Though some were shocked to see Walt go so far as to jeopardize a kid’s life in the name of his endgame, it was but one example of the antihero “getting worse by the minute,” as series creator Vince Gilligan puts it.
Heading into the fifth, final and extended 16-episode season later this year, “We are following the same thread that we’ve been following for four seasons now,” Gilligan told TVLine at this weekend’s Writers Guild Awards, where Breaking Bad grabbed two top prizes. “We are essentially taking a good guy protagonist and turning him into a bad guy. Walter White still has a little further to go down that dark path that he’s very willfully put himself on.”
But why stick to such a path at all? Walt has vanquished the superlab boss who oft wished him dead, regained Jesse’s loyalty and long ago established himself as a premiere meth cook. Why not just cut bait, having come thisclose to arrest and/or death, and pursue a life of normalcy?
“That’s a good question,” Gilligan affirms. “Does Walt do what he does for the good of his family, or are there other reasons that he does the things he does? On some level, is it ego and self-aggrandizement? Does he feel good about the things he’s doing? Does he feel powerful? Those are the questions I think one has to ask one’s self when they question whether or not he should cut bait.”

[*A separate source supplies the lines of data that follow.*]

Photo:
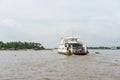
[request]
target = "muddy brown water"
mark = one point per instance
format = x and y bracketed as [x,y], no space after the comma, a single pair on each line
[41,65]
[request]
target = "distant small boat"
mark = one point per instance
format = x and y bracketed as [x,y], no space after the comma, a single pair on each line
[72,45]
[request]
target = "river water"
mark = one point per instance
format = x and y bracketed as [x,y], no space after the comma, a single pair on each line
[36,65]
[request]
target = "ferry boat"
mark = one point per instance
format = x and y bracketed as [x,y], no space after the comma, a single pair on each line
[72,45]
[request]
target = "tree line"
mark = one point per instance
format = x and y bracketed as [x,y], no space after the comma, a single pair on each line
[20,45]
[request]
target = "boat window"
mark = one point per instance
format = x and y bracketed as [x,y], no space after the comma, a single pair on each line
[77,46]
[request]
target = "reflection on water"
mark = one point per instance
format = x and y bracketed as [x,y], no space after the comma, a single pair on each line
[34,65]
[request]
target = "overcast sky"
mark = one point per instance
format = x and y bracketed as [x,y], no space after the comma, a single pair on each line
[95,22]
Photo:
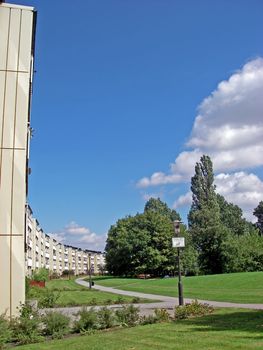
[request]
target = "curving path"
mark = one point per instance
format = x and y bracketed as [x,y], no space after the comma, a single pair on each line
[165,301]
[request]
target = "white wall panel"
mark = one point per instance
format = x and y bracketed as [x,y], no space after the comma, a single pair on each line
[13,45]
[5,191]
[22,110]
[19,193]
[9,109]
[4,273]
[4,26]
[25,41]
[17,272]
[2,92]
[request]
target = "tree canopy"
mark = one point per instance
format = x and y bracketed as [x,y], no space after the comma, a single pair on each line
[258,212]
[142,243]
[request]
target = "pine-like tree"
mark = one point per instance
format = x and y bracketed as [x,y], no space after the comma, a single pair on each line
[205,225]
[258,212]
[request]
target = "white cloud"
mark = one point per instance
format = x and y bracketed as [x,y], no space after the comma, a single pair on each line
[228,127]
[183,200]
[245,190]
[74,229]
[240,188]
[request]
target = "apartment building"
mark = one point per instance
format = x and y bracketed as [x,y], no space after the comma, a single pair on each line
[17,28]
[44,251]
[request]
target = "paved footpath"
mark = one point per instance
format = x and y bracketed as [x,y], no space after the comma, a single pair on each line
[161,301]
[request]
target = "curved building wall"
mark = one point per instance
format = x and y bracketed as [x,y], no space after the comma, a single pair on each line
[16,52]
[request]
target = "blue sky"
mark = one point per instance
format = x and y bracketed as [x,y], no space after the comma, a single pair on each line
[116,95]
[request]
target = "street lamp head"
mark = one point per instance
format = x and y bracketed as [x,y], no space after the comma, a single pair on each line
[176,224]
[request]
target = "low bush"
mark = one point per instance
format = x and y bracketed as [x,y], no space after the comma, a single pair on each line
[136,300]
[119,300]
[128,315]
[93,301]
[150,319]
[161,315]
[26,328]
[88,319]
[40,275]
[5,331]
[56,324]
[193,309]
[48,298]
[106,318]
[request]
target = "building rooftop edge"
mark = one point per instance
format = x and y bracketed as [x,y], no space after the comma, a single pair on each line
[15,6]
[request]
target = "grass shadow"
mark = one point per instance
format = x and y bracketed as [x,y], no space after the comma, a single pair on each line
[226,320]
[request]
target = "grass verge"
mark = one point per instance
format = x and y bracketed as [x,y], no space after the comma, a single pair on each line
[225,329]
[244,287]
[72,294]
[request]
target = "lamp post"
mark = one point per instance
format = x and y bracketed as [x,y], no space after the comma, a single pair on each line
[90,283]
[178,242]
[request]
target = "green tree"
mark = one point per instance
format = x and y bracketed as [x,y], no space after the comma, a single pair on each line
[231,216]
[156,205]
[207,231]
[143,243]
[258,212]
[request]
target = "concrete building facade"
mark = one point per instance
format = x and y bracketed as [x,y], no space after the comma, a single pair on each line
[17,25]
[43,251]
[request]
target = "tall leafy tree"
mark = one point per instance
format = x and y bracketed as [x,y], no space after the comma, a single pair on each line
[143,243]
[258,212]
[231,216]
[207,231]
[157,206]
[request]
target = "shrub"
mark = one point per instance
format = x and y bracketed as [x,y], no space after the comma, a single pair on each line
[93,301]
[136,300]
[88,320]
[5,331]
[48,298]
[128,315]
[161,315]
[119,300]
[106,318]
[26,327]
[150,319]
[193,309]
[56,324]
[40,275]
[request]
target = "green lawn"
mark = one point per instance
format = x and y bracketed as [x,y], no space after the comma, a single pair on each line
[244,287]
[229,329]
[72,294]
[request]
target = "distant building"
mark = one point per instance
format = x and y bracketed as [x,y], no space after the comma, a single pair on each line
[44,251]
[17,30]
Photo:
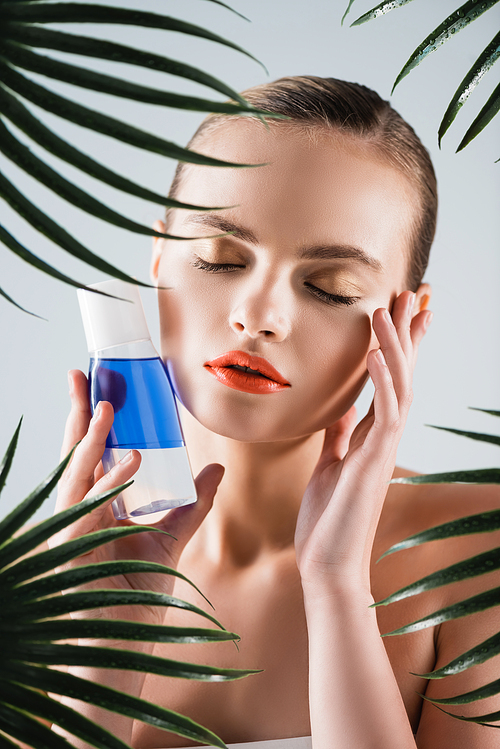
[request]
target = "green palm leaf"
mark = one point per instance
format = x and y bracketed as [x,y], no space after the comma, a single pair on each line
[69,719]
[32,165]
[7,459]
[483,64]
[18,249]
[50,631]
[473,605]
[455,22]
[473,476]
[23,57]
[488,690]
[23,309]
[493,439]
[484,117]
[480,564]
[379,10]
[23,29]
[72,686]
[45,225]
[78,13]
[18,724]
[94,657]
[481,720]
[484,522]
[20,116]
[485,411]
[473,657]
[101,123]
[30,624]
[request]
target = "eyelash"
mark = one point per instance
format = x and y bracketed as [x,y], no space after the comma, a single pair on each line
[229,267]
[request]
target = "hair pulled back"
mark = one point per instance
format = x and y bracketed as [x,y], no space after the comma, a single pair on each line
[353,109]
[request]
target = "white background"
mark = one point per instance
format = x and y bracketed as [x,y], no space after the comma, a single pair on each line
[459,362]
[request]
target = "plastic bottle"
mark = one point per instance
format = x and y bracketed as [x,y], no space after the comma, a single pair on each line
[126,370]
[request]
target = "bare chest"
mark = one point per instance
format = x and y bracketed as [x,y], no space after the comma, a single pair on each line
[266,610]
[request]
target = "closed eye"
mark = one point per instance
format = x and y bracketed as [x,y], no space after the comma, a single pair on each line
[319,293]
[331,298]
[215,267]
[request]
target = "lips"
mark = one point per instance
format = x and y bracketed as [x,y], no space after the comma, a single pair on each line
[250,374]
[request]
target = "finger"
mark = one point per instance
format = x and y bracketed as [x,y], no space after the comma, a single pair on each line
[79,417]
[78,479]
[182,522]
[120,474]
[337,437]
[388,421]
[418,329]
[400,367]
[402,313]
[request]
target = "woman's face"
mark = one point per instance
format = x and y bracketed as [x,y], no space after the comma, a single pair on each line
[320,241]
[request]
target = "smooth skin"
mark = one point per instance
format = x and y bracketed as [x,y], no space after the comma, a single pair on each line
[288,552]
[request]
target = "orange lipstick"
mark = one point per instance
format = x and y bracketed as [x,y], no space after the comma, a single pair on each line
[249,374]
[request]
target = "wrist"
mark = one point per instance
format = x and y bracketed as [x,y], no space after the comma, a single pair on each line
[345,594]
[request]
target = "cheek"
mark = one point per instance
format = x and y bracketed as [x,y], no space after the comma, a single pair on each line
[337,367]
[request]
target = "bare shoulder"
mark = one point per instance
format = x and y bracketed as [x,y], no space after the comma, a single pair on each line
[409,510]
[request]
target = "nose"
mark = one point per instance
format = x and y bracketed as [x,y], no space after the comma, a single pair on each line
[259,312]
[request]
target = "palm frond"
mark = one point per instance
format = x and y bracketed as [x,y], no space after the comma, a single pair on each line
[455,22]
[24,30]
[484,522]
[483,64]
[380,10]
[484,117]
[493,439]
[30,626]
[473,657]
[87,13]
[480,564]
[473,605]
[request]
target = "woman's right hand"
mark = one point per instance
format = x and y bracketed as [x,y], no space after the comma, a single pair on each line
[84,477]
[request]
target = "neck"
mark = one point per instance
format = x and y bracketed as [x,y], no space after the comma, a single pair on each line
[257,502]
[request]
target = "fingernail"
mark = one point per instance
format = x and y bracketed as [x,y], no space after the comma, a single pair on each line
[425,302]
[97,412]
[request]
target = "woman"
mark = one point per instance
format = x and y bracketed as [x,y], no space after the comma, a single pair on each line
[317,288]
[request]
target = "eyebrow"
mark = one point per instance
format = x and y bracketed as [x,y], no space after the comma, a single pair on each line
[319,252]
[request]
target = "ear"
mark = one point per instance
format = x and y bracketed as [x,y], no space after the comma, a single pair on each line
[422,298]
[157,248]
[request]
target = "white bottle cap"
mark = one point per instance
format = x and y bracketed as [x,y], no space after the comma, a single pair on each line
[111,322]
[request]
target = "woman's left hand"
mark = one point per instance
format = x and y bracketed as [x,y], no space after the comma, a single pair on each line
[341,507]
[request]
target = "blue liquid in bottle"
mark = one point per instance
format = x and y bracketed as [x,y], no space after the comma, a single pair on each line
[145,411]
[125,370]
[145,419]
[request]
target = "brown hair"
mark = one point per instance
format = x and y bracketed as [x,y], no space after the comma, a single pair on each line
[358,111]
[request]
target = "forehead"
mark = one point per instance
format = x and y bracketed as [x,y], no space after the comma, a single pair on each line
[316,187]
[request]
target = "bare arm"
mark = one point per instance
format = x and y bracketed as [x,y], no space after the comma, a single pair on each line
[84,477]
[354,697]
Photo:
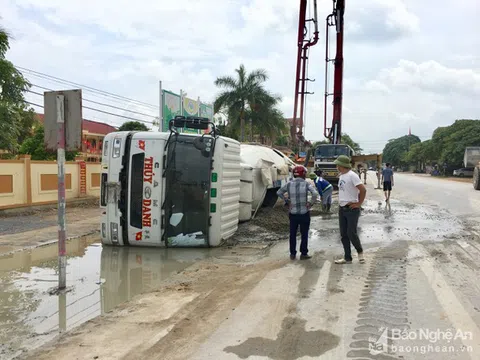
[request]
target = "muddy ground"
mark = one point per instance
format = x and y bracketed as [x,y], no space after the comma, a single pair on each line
[247,300]
[22,220]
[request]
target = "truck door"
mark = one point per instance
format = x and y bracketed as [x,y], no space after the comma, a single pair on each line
[187,191]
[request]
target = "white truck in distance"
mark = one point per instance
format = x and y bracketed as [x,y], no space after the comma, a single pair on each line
[471,159]
[172,189]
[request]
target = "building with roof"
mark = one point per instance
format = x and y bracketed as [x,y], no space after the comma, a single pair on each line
[93,133]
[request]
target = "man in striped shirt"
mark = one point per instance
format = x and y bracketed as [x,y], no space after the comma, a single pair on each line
[299,206]
[325,189]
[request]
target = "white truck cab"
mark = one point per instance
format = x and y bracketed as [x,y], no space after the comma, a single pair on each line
[170,189]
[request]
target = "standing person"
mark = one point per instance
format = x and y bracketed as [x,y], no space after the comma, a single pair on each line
[351,196]
[325,190]
[387,180]
[299,209]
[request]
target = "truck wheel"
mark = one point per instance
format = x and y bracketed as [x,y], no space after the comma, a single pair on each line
[476,178]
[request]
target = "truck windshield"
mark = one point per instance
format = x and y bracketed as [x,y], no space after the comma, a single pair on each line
[331,151]
[187,193]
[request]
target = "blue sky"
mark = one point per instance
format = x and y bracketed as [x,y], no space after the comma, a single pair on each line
[407,63]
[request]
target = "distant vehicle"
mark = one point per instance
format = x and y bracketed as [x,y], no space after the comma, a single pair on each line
[472,159]
[463,172]
[325,156]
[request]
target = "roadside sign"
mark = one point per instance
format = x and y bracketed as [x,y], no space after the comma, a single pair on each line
[72,109]
[63,131]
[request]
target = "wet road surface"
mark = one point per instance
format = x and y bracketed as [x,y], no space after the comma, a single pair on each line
[98,280]
[39,219]
[416,297]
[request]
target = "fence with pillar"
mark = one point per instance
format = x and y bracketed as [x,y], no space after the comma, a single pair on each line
[26,182]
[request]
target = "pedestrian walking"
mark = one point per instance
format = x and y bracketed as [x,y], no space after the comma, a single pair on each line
[299,209]
[387,180]
[351,196]
[325,190]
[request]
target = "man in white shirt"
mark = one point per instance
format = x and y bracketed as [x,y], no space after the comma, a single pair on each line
[351,196]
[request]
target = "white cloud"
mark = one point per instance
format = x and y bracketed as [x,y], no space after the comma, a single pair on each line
[126,47]
[433,77]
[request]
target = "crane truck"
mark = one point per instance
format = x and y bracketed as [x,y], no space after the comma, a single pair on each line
[324,154]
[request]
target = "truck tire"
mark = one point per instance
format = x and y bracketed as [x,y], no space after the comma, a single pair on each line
[476,178]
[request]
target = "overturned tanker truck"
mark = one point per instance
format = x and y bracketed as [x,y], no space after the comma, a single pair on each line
[174,189]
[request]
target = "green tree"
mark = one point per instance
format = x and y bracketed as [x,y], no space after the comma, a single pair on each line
[133,126]
[267,121]
[450,141]
[16,119]
[35,146]
[395,152]
[241,94]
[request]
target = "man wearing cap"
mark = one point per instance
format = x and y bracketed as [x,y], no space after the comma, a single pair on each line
[299,209]
[325,190]
[351,196]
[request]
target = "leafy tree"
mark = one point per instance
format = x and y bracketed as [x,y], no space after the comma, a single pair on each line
[16,119]
[35,146]
[133,126]
[241,95]
[447,145]
[396,150]
[450,141]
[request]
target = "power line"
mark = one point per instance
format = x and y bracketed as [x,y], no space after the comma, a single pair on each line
[95,102]
[63,81]
[101,111]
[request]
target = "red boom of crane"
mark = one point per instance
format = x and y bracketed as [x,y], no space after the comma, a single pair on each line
[334,132]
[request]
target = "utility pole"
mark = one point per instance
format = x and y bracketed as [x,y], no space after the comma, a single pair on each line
[63,131]
[62,260]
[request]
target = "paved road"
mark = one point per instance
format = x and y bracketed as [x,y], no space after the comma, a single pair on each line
[420,280]
[458,197]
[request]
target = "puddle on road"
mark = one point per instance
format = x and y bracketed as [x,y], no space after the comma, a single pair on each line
[381,223]
[100,278]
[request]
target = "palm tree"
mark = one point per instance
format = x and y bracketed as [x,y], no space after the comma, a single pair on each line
[241,94]
[4,44]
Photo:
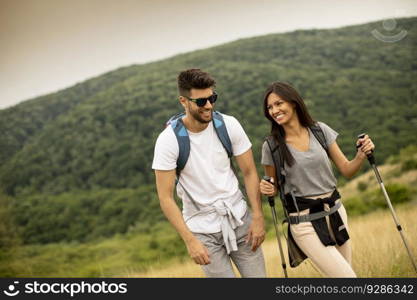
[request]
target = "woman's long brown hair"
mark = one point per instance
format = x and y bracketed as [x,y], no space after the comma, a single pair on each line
[287,93]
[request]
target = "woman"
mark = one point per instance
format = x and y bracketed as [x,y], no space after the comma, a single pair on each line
[318,220]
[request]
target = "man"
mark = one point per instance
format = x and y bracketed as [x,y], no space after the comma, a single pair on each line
[216,225]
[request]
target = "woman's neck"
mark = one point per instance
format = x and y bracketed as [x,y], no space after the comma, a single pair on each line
[293,128]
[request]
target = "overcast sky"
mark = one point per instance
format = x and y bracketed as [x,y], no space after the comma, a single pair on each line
[47,45]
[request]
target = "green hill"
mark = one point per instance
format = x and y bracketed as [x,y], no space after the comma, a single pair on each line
[77,163]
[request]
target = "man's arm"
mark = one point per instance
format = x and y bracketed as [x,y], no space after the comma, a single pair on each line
[256,232]
[165,182]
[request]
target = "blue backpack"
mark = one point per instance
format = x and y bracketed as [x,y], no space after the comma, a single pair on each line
[183,139]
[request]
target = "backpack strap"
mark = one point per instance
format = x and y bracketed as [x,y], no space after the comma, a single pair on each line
[183,138]
[221,131]
[278,158]
[319,134]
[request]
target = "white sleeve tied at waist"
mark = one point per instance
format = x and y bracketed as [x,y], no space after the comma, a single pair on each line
[229,221]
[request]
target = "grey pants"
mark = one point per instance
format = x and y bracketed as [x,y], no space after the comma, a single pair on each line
[249,263]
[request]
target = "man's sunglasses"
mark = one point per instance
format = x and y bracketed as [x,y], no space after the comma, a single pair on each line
[202,101]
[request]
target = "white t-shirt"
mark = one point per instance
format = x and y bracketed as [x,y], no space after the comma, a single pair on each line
[207,175]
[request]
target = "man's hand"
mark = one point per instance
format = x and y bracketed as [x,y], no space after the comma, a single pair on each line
[198,251]
[256,233]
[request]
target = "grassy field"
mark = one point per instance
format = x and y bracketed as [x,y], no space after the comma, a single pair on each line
[378,250]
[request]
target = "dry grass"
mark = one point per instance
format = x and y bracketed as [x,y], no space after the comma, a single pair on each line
[378,250]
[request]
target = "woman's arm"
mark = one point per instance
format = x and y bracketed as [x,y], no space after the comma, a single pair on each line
[348,168]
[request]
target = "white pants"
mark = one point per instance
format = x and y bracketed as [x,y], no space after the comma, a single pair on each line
[333,261]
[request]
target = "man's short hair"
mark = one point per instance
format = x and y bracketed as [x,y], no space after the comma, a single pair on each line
[194,79]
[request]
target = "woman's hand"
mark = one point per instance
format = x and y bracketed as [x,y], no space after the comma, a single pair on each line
[267,188]
[365,146]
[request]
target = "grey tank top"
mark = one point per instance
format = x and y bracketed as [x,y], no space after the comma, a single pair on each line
[312,173]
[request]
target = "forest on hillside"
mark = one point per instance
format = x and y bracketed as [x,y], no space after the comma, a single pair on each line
[76,165]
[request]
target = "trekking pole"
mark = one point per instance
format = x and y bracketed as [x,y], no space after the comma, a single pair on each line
[371,160]
[271,201]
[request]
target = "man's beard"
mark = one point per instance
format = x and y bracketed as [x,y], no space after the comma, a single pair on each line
[196,115]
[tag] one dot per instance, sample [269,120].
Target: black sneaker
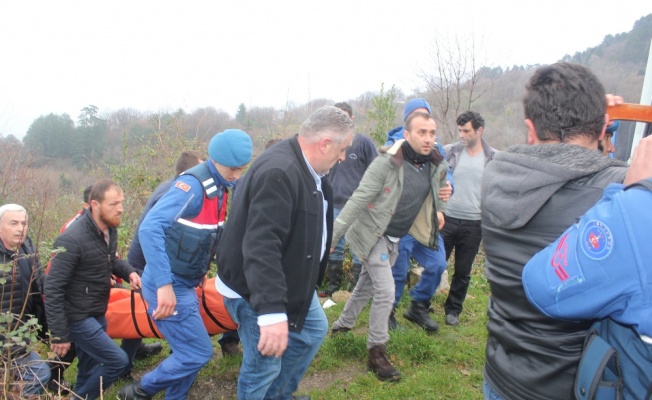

Another question facing Breaking Bad‘s swan song — which, some speculate, will be split into two batches — is the matter of who or what will replace Gus Fring as a formidable obstacle to Walt getting whatever it is that he wants.
Noting that Gus was a “wonderful character” played by “a wonderful actor” in Giancarlo Esposito, Gilligan acknowledges that the dapper don’s memorable demise “leaves a big void, and hopefully we fill it with Walter White and a few other characters perhaps.
“It’ll be different, but hopefully, just as interesting,” Gilligan adds. “You’re right, though – those are big shoes to fill.”